Researchers examined more than 16,000 births involving female U.S. military veterans between 2000 and 2012, and found that having PTSD in the year before delivery increased the risk of spontaneous premature birth by 35 percent.
In spontaneous premature birth, the mother goes into labor and delivers her baby more than three weeks early. These types of births typically account for about six deliveries for every 100 births, according to the researchers.
The study found that recent PTSD is associated with about two additional premature births for every 100 deliveries.
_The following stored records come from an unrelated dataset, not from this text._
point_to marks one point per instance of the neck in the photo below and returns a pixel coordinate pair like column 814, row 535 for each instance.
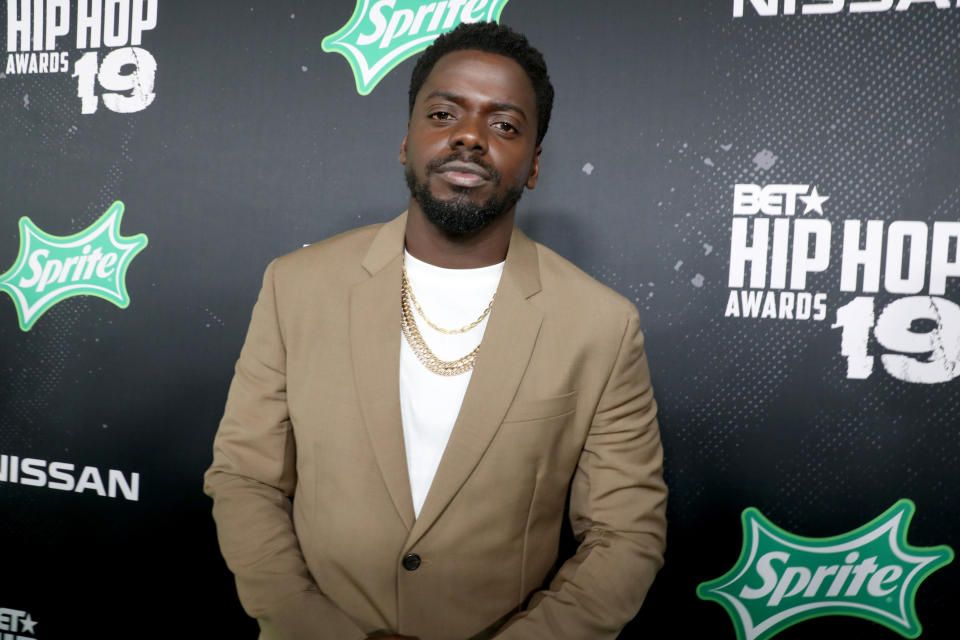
column 429, row 244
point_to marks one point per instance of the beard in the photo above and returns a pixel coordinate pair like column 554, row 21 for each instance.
column 460, row 216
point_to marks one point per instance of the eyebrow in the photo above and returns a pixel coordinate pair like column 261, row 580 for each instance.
column 497, row 106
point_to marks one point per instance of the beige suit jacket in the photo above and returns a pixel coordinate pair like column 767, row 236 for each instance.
column 309, row 479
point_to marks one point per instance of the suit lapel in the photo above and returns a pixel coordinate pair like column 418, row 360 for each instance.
column 508, row 342
column 375, row 345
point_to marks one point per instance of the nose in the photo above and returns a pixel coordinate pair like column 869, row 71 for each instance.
column 469, row 134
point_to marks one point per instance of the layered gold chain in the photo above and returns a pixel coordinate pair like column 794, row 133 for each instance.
column 419, row 346
column 449, row 332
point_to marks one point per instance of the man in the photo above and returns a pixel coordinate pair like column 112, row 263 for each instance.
column 415, row 399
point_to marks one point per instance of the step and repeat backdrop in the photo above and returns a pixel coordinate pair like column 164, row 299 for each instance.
column 774, row 183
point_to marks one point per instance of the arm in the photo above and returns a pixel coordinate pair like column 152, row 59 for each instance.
column 617, row 507
column 252, row 481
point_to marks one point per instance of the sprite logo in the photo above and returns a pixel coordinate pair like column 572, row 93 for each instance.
column 50, row 268
column 782, row 579
column 383, row 33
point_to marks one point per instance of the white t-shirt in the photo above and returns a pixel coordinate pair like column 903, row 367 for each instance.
column 430, row 403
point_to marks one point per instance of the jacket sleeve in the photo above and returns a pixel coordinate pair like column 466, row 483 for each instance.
column 252, row 482
column 617, row 509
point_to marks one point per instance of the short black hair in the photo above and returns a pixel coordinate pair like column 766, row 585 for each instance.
column 491, row 38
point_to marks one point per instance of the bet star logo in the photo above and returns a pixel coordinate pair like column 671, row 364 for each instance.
column 50, row 268
column 782, row 579
column 383, row 33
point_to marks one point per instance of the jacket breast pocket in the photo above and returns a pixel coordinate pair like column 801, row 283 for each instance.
column 542, row 409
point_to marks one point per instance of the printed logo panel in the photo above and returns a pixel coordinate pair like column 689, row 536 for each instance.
column 780, row 256
column 820, row 7
column 50, row 269
column 123, row 79
column 782, row 579
column 17, row 625
column 383, row 33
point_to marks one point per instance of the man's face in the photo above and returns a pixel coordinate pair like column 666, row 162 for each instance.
column 470, row 147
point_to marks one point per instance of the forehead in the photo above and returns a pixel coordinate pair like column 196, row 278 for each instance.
column 481, row 76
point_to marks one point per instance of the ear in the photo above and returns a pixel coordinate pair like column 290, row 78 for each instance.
column 534, row 169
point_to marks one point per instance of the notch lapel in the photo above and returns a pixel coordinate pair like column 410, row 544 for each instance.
column 507, row 344
column 375, row 346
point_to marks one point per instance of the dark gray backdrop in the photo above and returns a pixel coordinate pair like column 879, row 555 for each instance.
column 257, row 143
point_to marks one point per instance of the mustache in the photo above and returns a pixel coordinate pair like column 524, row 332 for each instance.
column 436, row 163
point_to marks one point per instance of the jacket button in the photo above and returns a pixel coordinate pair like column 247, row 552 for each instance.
column 411, row 562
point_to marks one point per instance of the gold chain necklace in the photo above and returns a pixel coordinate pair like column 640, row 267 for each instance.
column 419, row 346
column 449, row 332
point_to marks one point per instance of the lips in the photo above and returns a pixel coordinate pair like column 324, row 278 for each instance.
column 463, row 174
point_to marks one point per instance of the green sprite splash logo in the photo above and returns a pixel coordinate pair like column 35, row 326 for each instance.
column 383, row 33
column 50, row 268
column 782, row 579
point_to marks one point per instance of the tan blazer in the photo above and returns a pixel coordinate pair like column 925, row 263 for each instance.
column 309, row 479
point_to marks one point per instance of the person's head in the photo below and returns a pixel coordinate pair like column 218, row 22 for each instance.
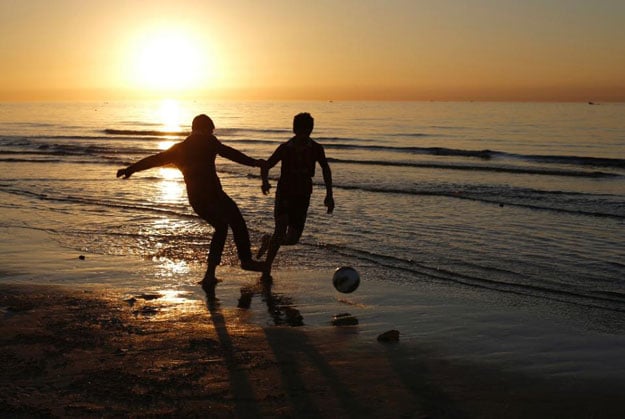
column 202, row 124
column 303, row 124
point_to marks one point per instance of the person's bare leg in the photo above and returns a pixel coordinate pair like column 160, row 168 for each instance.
column 274, row 244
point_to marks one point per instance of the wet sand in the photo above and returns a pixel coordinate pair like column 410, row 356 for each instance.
column 91, row 352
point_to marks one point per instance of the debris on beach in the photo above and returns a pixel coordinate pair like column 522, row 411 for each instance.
column 344, row 319
column 389, row 336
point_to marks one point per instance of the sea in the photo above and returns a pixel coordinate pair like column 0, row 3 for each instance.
column 489, row 231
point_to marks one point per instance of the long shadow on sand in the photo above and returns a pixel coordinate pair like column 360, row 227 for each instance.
column 307, row 377
column 245, row 403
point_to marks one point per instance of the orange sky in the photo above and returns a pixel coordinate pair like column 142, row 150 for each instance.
column 326, row 49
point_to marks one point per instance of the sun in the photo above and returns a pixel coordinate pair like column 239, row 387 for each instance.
column 169, row 59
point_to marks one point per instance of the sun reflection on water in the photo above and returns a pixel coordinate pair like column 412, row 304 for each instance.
column 171, row 187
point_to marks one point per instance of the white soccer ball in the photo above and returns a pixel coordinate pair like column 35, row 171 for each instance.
column 346, row 279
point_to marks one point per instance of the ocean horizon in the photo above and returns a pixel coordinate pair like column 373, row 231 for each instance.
column 485, row 228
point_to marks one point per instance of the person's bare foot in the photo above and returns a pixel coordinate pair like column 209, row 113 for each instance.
column 253, row 265
column 264, row 245
column 208, row 285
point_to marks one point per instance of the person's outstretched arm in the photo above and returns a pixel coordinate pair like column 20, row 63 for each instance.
column 264, row 170
column 156, row 160
column 237, row 156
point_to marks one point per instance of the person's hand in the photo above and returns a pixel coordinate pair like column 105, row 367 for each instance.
column 265, row 187
column 329, row 202
column 126, row 173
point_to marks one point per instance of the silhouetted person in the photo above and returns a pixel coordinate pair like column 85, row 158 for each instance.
column 299, row 156
column 195, row 158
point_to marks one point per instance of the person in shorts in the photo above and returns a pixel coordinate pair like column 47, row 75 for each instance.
column 298, row 157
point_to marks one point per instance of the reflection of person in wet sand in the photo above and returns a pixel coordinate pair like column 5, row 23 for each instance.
column 195, row 157
column 279, row 307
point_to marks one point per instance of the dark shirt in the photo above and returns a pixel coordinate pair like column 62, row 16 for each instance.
column 298, row 157
column 195, row 157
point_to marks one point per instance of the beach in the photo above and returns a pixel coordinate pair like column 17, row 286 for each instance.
column 91, row 352
column 488, row 235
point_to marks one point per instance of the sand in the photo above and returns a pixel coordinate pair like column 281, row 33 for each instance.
column 92, row 352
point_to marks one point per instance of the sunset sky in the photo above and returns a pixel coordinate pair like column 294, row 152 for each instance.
column 323, row 49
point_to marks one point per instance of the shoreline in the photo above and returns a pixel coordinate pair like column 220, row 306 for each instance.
column 90, row 351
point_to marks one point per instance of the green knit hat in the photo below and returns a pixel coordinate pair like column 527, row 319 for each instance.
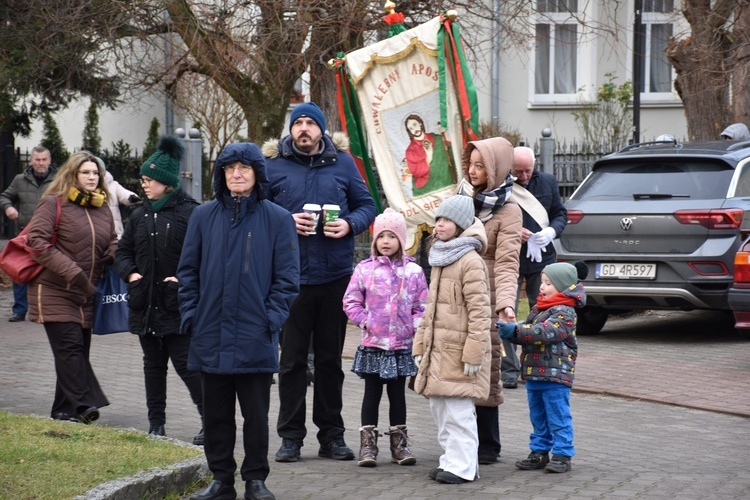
column 562, row 275
column 164, row 164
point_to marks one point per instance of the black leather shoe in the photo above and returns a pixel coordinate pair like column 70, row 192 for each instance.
column 256, row 490
column 336, row 449
column 216, row 490
column 88, row 415
column 157, row 430
column 289, row 451
column 199, row 439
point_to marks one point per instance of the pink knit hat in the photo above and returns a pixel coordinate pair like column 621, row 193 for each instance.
column 390, row 220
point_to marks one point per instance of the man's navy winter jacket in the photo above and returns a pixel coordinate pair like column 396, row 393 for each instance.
column 238, row 275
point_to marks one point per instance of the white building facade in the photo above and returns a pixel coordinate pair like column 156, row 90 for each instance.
column 573, row 46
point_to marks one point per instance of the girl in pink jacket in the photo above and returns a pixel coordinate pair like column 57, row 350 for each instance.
column 386, row 298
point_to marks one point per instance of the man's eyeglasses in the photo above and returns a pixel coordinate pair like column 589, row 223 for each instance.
column 229, row 169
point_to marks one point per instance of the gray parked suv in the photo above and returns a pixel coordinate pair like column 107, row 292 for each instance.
column 659, row 225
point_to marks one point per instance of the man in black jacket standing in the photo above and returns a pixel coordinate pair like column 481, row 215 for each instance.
column 18, row 203
column 544, row 219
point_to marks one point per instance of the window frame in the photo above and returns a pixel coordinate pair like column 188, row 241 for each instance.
column 585, row 52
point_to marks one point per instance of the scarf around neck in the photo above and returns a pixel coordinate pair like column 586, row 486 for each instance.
column 487, row 202
column 559, row 299
column 444, row 253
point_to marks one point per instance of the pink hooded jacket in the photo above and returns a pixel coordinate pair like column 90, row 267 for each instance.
column 386, row 297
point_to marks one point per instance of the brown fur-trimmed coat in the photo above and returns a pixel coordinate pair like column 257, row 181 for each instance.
column 86, row 242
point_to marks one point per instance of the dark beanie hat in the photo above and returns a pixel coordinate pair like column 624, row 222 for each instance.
column 164, row 164
column 309, row 110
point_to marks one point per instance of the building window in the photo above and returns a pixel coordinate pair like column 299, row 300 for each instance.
column 656, row 69
column 560, row 58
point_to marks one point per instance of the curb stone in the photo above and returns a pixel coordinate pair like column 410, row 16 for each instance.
column 152, row 483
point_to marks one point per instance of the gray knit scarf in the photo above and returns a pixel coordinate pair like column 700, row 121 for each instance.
column 488, row 202
column 443, row 253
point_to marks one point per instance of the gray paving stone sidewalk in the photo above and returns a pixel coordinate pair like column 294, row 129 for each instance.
column 626, row 447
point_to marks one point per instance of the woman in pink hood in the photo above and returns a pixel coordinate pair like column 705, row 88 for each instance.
column 487, row 169
column 386, row 298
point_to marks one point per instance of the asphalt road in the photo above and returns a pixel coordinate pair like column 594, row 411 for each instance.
column 660, row 409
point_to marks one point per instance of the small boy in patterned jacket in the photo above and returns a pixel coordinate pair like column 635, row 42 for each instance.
column 548, row 356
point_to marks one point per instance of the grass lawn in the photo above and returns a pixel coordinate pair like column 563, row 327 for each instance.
column 41, row 458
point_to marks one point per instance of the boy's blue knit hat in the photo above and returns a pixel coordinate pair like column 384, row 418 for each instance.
column 309, row 110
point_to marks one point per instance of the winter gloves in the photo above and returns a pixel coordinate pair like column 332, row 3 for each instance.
column 537, row 243
column 506, row 330
column 533, row 250
column 544, row 237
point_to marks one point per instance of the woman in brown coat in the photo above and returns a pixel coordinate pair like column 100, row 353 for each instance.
column 61, row 298
column 486, row 166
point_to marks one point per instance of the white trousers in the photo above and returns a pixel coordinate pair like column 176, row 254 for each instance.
column 457, row 435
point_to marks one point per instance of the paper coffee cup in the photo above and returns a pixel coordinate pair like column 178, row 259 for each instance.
column 313, row 208
column 330, row 213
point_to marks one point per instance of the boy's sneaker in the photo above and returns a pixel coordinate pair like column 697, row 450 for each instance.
column 535, row 461
column 558, row 463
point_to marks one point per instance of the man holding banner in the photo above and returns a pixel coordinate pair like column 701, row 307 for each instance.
column 307, row 168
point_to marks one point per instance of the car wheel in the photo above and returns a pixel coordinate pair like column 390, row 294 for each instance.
column 591, row 320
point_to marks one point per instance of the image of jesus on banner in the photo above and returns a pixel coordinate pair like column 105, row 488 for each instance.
column 426, row 157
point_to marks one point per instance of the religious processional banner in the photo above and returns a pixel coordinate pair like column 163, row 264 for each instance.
column 416, row 132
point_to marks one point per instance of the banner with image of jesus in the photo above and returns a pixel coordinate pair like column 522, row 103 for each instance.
column 417, row 152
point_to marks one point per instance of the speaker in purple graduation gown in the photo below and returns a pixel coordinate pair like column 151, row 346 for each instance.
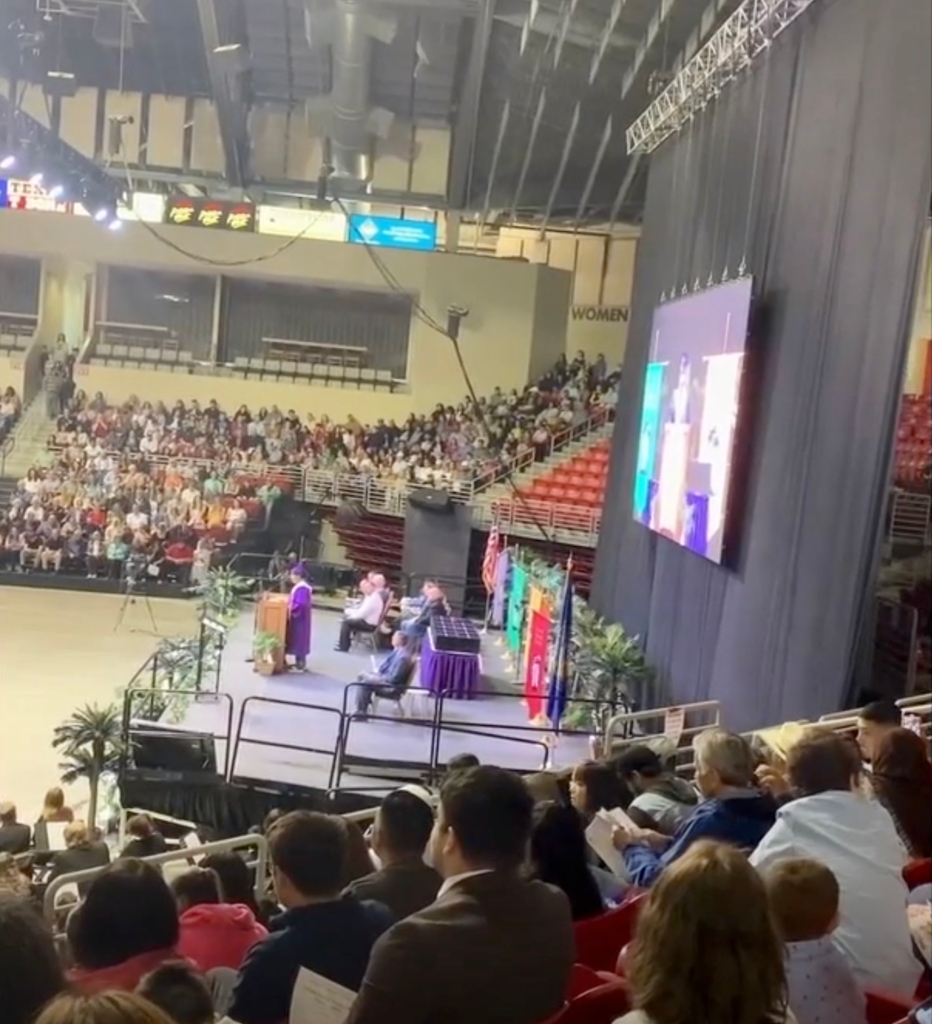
column 297, row 638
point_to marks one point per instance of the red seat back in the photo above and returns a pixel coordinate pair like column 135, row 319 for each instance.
column 887, row 1008
column 599, row 940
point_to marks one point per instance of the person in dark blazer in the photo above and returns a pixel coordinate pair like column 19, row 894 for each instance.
column 494, row 947
column 79, row 854
column 390, row 679
column 14, row 837
column 322, row 929
column 405, row 884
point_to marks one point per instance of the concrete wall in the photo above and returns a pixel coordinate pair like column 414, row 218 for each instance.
column 602, row 269
column 497, row 338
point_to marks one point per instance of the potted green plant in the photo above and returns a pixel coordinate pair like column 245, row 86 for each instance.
column 222, row 594
column 610, row 672
column 266, row 648
column 91, row 744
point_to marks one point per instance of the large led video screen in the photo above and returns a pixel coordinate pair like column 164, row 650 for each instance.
column 691, row 417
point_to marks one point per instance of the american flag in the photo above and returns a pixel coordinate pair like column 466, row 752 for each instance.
column 491, row 559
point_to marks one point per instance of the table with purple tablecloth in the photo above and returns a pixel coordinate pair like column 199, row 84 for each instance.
column 454, row 673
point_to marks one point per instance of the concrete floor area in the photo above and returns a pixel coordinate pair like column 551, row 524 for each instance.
column 58, row 650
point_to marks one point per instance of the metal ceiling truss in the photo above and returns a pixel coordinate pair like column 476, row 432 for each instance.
column 732, row 49
column 90, row 8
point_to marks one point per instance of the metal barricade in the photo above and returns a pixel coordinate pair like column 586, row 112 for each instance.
column 260, row 863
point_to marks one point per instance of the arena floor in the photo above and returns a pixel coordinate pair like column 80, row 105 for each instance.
column 58, row 650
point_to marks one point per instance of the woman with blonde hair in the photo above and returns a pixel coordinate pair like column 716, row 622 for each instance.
column 104, row 1008
column 53, row 808
column 707, row 950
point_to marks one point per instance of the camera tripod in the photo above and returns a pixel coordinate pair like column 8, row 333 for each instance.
column 130, row 598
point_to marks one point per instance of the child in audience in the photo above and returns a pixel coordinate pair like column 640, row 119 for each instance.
column 804, row 897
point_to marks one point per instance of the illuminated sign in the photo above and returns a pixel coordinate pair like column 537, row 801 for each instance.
column 210, row 213
column 393, row 232
column 25, row 196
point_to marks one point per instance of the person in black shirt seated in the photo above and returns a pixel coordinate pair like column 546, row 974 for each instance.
column 145, row 840
column 322, row 930
column 79, row 854
column 405, row 884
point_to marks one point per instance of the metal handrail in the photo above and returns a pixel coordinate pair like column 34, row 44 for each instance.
column 223, row 846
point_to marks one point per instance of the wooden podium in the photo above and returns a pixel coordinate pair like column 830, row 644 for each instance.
column 271, row 616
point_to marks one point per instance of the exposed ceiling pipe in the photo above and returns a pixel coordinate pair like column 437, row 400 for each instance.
column 349, row 135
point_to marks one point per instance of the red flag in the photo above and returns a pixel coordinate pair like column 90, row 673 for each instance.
column 491, row 559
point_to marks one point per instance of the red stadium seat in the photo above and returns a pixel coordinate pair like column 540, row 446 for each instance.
column 888, row 1008
column 918, row 872
column 599, row 940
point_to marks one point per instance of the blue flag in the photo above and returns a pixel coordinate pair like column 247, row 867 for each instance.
column 558, row 689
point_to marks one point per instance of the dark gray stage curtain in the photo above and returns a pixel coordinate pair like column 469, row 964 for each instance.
column 836, row 175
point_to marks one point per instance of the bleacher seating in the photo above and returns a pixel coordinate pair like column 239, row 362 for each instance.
column 913, row 456
column 581, row 480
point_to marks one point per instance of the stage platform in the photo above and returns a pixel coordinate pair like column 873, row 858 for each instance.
column 285, row 730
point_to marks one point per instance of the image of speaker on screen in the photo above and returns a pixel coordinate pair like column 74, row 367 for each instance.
column 690, row 417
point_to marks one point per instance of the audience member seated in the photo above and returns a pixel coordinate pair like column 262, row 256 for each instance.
column 322, row 930
column 391, row 678
column 404, row 883
column 212, row 934
column 53, row 808
column 662, row 800
column 901, row 779
column 822, row 989
column 494, row 947
column 80, row 854
column 559, row 856
column 145, row 840
column 14, row 837
column 31, row 973
column 363, row 616
column 102, row 1008
column 706, row 950
column 13, row 884
column 237, row 885
column 874, row 722
column 733, row 811
column 181, row 993
column 126, row 927
column 832, row 821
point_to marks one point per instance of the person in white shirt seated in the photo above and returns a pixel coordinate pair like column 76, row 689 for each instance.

Due to the design of the study, the researchers were only able to find an association between PTSD and premature birth. They couldn't prove that PTSD was the cause of the earlier deliveries.
Overall, there are about 12 premature births per 100 deliveries. Some of these occur due to medical problems involving the mother or baby, rather than because of spontaneous labor, according to the researchers.
"This study gives us a convincing epidemiological basis to say that, yes, PTSD is a risk factor for preterm delivery," study senior author Ciaran Phibbs, associate professor of pediatrics and an investigator at the March of Dimes Prematurity Research Center at Stanford University, said in a university news release.
"Mothers with PTSD should be treated as having high-risk pregnancies," Phibbs added.
Phibbs noted that rates of spontaneous preterm birth have barely changed in the last 50 years.
"Spontaneous preterm labor has been an intractable problem. Before we can come up with ways to prevent it, we need to have a better understanding of what the causes are. This is one piece of the puzzle," Phibbs said.
The study, published online Nov. 6 in the journal Obstetrics & Gynecology, has prompted the Veterans Affairs Administration to instruct all of its medical centers to treat all pregnancies among women with recent PTSD as high-risk.